Не из лермонтовского ли семинара?

 
Именно эта шутливая фраза, произнесенная Владимиром Лакшиным, тогда — аспирантом, потом — блестящим литературным критиком, всплывает в моей памяти и заставляет меня улыбнуться, когда я говорю о нашей студенческой юности.

Наш любимый и очень еще молодой тогда преподаватель Владимир Николаевич Турбин везет нас, своих студентов из лермонтовского семинара,на экскурсию в Михайловское, Тригорское, к «волнам голубой Сороти». С нами в группе — несколько его аспирантов и среди них — Владимир Лакшин. Он совсем взрослый, в нем, как и в Турбине, — ни тени нашей скованности, стеснительности, робости. Он шутит, цитирует Ильфа и Петрова, снисходительно роняя необидный вопрос, а знаем ли мы этих авторов? Но мы так многого еще не знаем, а сколько нам запрещено знать, исключено из учебных программ! Мы не знаем обэриутов, Марину Цветаеву, Осипа Мандельштама, Николая Гумилева, Михаила Бахтина… Да мало ли еще кого из великих нам было не положено знать, потому что некие ретивые служители просвещения посчитали их вредными для нас!

Пока мы стеснительно отмалчиваемся, Лакшин берет в руки гитару и поет песню про «город Николаев, фарфоровый завод», где живет девчоночка, ей 21 год. Далее все, как и положено в жестоком городском романсе начала века. Вот уж обманутая девчоночка ребеночка несет, «а он, умница, спрашивает: кто, говорит, папаша мой?» Певец делает паузу, окидывает нас, своих восторженных слушателей, внимательным, изучающим взглядом и задает нам мечтательный вопрос: «Откуда такие умные берутся, не из лермонтовского ли семинара?»

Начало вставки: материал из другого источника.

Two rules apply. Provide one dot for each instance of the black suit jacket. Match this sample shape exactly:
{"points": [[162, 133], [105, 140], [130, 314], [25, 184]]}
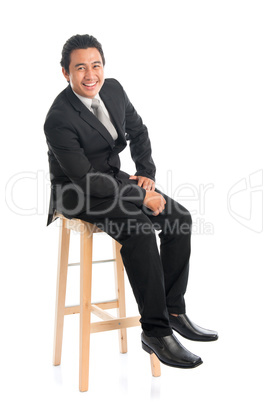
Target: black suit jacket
{"points": [[83, 157]]}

Я — в тихом, молчаливом восхищении и от его артистизма, и от этого смешного вопроса, и от его песни, и от его снисходительной дружбы к нам, желторотым филологам. А еще больше восхищения было от того, что В. Н. Турбин придумал для нас эту поездку и так много интересного рассказывает.

Спустя десятки лет, в 1980 году, он спросит меня, а что все-таки ему, как преподавателю, удалось рассказать нам такого, что потом пригодилось бы нам в жизни. И я ответила: все пригодилось, особенно та свобода думать, ничего не боясь, без зашоренности и без внутреннего цензора, которые так часто мешают людям проявлять себя. Я говорила ему, что мы научились видеть вещи, предметы, события с разных точек зрения, иногда с противоположных, так, как это и бывает в жизни, и из нас потом уже никто не смог сделать догматиков.

У Турбина был бесподобный дар педагога: никогда не повышал ни на кого голоса, не распекал, никакого уничтожающего или унижающего резюме, — лишь тонкая, скользящая ирония, которая заставит встряхнуться, мобилизоваться и… все исправить в нужном ключе. Он всячески оберегал нас от того, чтобы у нас опустились руки, чтобы мы потеряли веру в себя. Напротив, эту веру в себя он всячески созидал. Но все-таки как обескураживающе досадно было прочитать на полях своей курсовой работы его любимое замечание «в огороде бузина, а в Киеве дядька»…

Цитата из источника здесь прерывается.